2000年12月01日
都議会民主党 都政報告
福祉切り捨て御免は、ゴメンだ
東京都は、財政再建推進プランによって、シルバーパスなどの福祉施策も見直しの対象とするなど、都は厳しい福祉施策の見直しに着手しました。
それを受け都議会民主党は、慎重に議論を重ねた結果、当初見直し案に対し、再検討を求めました。
石原知事も私たちの要求を受け、一二年度の予算案のなかで以下のような改善案を示しました。
◎シルバーパスは、無料パスの交付事務費として年額六千円の一部負担を示していたが、年額千円に減額された。
◎老人福祉手当や老人医療費助成は、それぞれ経過措置を設けた。
◎在宅サービスの充実や健康づくりの推進のために区市町村への包括補助制度を創設し、二百二十八億円(特養ホーム経営支援百億を含む)を予算化した。
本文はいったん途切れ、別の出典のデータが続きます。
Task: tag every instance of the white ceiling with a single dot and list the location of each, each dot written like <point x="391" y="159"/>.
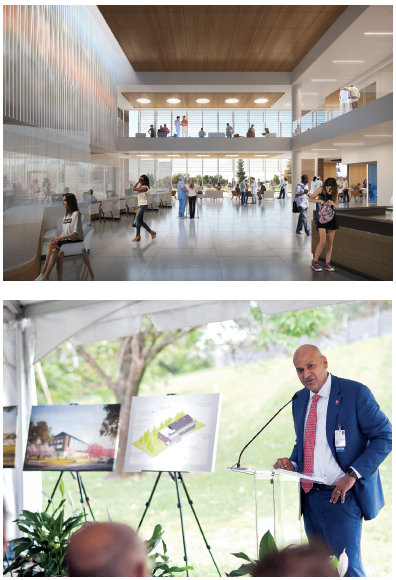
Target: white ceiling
<point x="353" y="44"/>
◎重症心身障害児手当は、所得制限(扶養三人の例で年収六百三十五万円)を導入していたが、対象外となる人については三年間の経過措置を設けた。
◎心身障害者医療費助成は、所得制限を引き下げるとともに一部負担(老人保健制度に準拠)を導入する案を示していたが、低所得者(住民税非課税)に対しては、本人負担なし(入院時の食事代を除く)とした。
◎乳幼児医療費助成は、一部負担(同上)を導入する案を示していたが、本人負担なし(同上)としたまま、逆に対象年齢を四歳から五歳に引き上げた。
◎総論
障害者の場合は、ある日突然、本人やその家族に降りかかり、経済的な負担、精神的な負担も大変大きいものがあります。障害者に対する在宅サービスについても、厳しすぎると判断し、反対しました。また、見直しに至るまでのプロセスが不十分だった点も残念です。それまで石原知事は一切福祉の見直しには発言せず、外形標準課税の喧噪のなかで、見直しが決定されてしまった感は否めません。